Rio Del Lago 100 Race Report


Rio Del Lago 100 Race Report

This one is a long time coming and I almost just threw some photos up along with a short description.  However, when I look at site statistics I can see that people search out race reports so I will add a little more context that originally planned. (All images from one of my pacers, Steven Mortinson)

start line

This was my second time running Rio Del Lago 100.  Both times it was a bit of an addition to the race schedule later in the year vs a planned race from the beginning.  The first time we had just moved to Oregon after a hectic year of selling our home and everything that comes from getting settled into a new place.  Rio was late in the year and about an 8 hour drive away so I threw in last minute.  It was a less than stellar race but I kept my 100 mile race a year streak going.

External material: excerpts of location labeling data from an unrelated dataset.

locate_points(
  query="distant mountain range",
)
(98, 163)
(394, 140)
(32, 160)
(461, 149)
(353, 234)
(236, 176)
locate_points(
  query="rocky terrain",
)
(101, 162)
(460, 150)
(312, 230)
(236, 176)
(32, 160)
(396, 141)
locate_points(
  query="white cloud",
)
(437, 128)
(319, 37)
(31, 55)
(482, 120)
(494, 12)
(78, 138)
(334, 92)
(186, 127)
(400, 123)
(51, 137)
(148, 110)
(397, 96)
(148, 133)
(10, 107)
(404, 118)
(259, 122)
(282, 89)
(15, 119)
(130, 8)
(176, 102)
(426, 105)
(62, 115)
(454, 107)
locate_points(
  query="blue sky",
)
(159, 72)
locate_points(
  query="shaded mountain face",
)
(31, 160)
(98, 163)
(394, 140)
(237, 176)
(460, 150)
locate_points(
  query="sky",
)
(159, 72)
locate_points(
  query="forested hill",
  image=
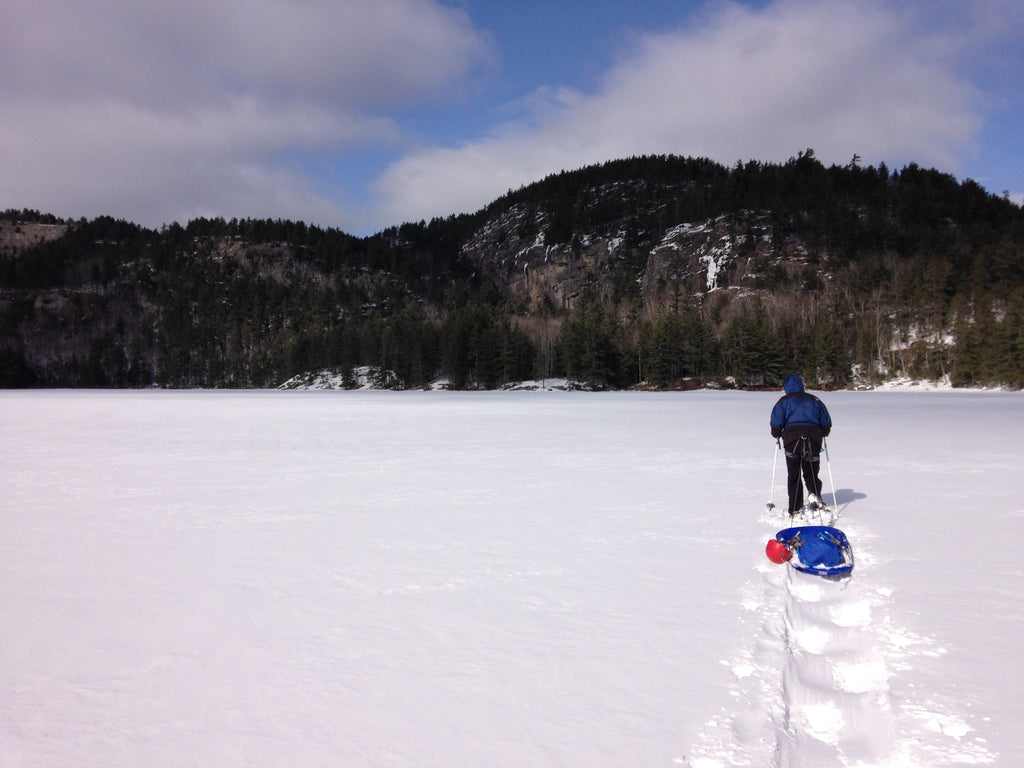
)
(660, 271)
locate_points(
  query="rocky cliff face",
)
(624, 263)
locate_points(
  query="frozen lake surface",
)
(517, 579)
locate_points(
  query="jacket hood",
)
(794, 384)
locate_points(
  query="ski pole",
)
(771, 493)
(824, 444)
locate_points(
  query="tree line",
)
(907, 272)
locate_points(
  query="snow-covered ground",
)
(502, 579)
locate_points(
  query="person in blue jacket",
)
(801, 421)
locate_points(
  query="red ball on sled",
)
(777, 552)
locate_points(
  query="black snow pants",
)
(803, 462)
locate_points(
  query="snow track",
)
(813, 689)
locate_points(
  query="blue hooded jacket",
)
(799, 408)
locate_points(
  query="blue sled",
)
(818, 549)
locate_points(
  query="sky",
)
(366, 114)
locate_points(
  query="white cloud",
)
(160, 112)
(841, 77)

This time was similar.  After a DNF at Big Horn 100 I wanted to get in 100 to land my 10th completed 100 and keep the streak rolling.  After analyzing what 100 mile races were left in the season, which qualified for a WS ticket, and was feasible with work and life I chose to go back to Rio.  Luckily, my buddies Jordan and Steven said they'd crew and pace for me again so we hopped in the truck and headed south for Folsom, CA.

The course was different in this 2017 iteration. These first 20 miles were a loop that came back to the start/finish.  This section was all paved save for a few short stints of single track and mostly flat.  I undoubtedly went out too hard for a 100.  "This pace feels easy" was the wrong thing to tell myself regardless of terrain.  I jumped into that sugar burning zone too soon and would come to regret it later.

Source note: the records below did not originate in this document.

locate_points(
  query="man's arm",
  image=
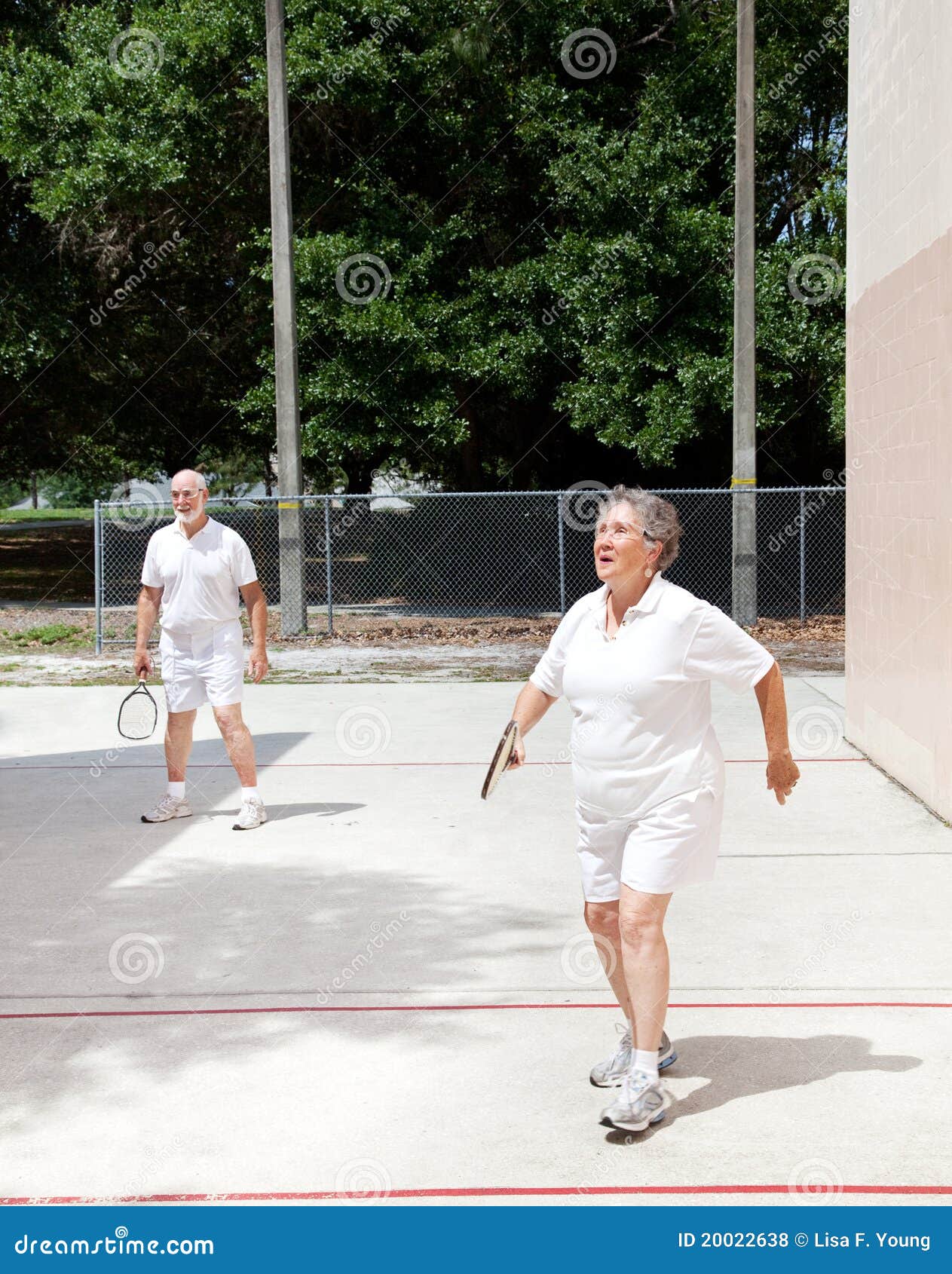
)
(145, 617)
(256, 608)
(782, 768)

The next 20 or so miles hopped on some jeep type roads, single track, and a few hilly paved sections.  There were various places along the course with inconsistent marking that were a problem for me throughout the day.  Apparently there was some course vandalism as well.  Multiple times I would see a bunch of markers then nothing for a long stretch.  I'd turn around to see where I may have messed up only to find another runner asking the same question.  We'd figure it out and get to the next place.  Overall this inconsistent flagging didn't have that big of an impact on my time, it was just frustrating to keep encountering almost the entire race.

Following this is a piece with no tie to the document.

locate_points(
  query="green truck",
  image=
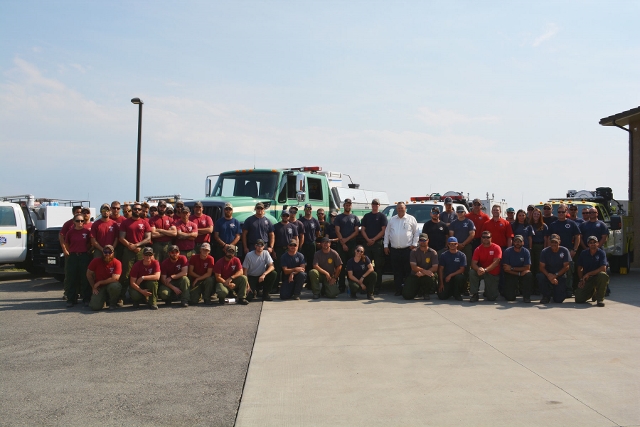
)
(278, 189)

A not frustrating part of the course was how easy crew access was.  There were huge parking lots right off the road with close access to a town.  This made for straightforward crewing and access which is nice because it rained all day.  Crewing in less than ideal weather is not fun so making the logistics a easier and simple makes the day a little easier for those waiting around.  On top of that the aid stations were great.  Very helpful, fun, and loaded with food options.

Crew help from Jordan

The course shares a few spots with the Western States 100 but stays out of the big stuff.  There is only about 10k feet of gain for this whole thing.  It comes at you weird though.  The front 20 are pretty flat. The next 25 or so rolls with a pop here and there. The middle 30 have most of the meat.  The last 25 roll as well.  That faster running early along with a lack of taking care of myself properly hit me pretty hard around the 100k mark and I never really got it back.  There was a whole lot of walking on the back half that probably could have been avoided with a little more care up front.


The last 25 were a mix of low energy and some puking here and there.  Looking back, I really let my electrolytes get low and just couldn't really get it back together.  Regardless, I finished 100 miler number 10 in 21:33.  I checked a lot of the "standard issues 100 miler".  I ran too fast, I got turned around a few times, it rained all day, vomiting, I walked way more than I wanted, I recieved great help from friends getting me through it.  Looking forward to #11.